As I understand the situation (from one very lame starting exercise) Bias is just one more Input what I call "link" into Perceptron.
The Perceptron takes all the links and multiplies by weights to get a Sum and then that Sum is used in an "Activation Function" (in example just a Sign function that is + 1 if sum >=0 else -1) to determine what the Perceptron will output for that set of links, in the example +1 or -1.
The Bias * BiasWeight was just one more link to add to Sum, you might call it a Constant Link, In the example, the links were x, y coordinates of a point.

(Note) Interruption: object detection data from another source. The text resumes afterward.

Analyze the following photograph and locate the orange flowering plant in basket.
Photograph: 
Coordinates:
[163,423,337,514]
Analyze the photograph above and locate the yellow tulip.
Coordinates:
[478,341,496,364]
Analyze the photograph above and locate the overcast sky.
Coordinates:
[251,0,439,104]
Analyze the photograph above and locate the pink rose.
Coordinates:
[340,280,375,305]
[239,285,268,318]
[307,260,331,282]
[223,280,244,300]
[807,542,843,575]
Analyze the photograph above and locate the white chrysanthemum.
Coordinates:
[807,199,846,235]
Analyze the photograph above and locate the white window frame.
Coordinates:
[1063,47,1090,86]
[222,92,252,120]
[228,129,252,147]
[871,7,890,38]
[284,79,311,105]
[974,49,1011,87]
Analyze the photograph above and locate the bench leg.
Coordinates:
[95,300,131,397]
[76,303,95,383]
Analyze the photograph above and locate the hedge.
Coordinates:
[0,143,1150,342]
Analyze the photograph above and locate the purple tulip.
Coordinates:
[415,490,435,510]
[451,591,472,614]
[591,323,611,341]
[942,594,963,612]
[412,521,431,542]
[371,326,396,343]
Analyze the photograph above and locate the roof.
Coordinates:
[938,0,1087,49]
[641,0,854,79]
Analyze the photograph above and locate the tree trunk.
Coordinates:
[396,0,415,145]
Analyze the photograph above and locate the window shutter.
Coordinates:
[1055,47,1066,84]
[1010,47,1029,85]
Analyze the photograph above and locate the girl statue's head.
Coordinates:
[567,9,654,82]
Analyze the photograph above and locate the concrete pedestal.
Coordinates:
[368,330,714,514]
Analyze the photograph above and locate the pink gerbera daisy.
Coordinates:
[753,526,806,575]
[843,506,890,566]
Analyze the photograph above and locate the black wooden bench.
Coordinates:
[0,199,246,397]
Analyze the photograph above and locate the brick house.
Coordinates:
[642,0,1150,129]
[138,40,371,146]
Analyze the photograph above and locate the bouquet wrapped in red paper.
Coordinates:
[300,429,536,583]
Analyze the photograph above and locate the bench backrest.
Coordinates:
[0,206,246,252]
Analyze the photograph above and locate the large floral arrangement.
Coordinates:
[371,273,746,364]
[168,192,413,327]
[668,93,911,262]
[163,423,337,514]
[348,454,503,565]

Near as I can figure out, Bias is a fix that you need to convert a string label to a number. Since we can't multiply a string (a link label) times a number, we use numbers to represent the links. A coordinate system is very convenient to label links, but the origin 0, 0 would Sum a weight of 0 whether it is important or not, (0, 0) is not trainable. So the Bias is added so that the point (0, 0) can be trained as any other point also (0, y) and (x, 0) might have distorted weights without balancing effect of Bias * BiasWeight.
I am calling the inputs, links, based on drawing of Perceptron: two lines INTO (the x, y coordinates in lame example) one line OUT = Perceptron's evaluation of sum from links. Each link has an importance for deciding the pattern that is the weight the training tries to establish, so you have a value associated with a label of link.
I am calling example lame because yesterday afternoon I started working on problem of digit recognition, so that requires getting digits 0 to 9 trained and saving the weight data for testing against a pattern to identify, the best match wins.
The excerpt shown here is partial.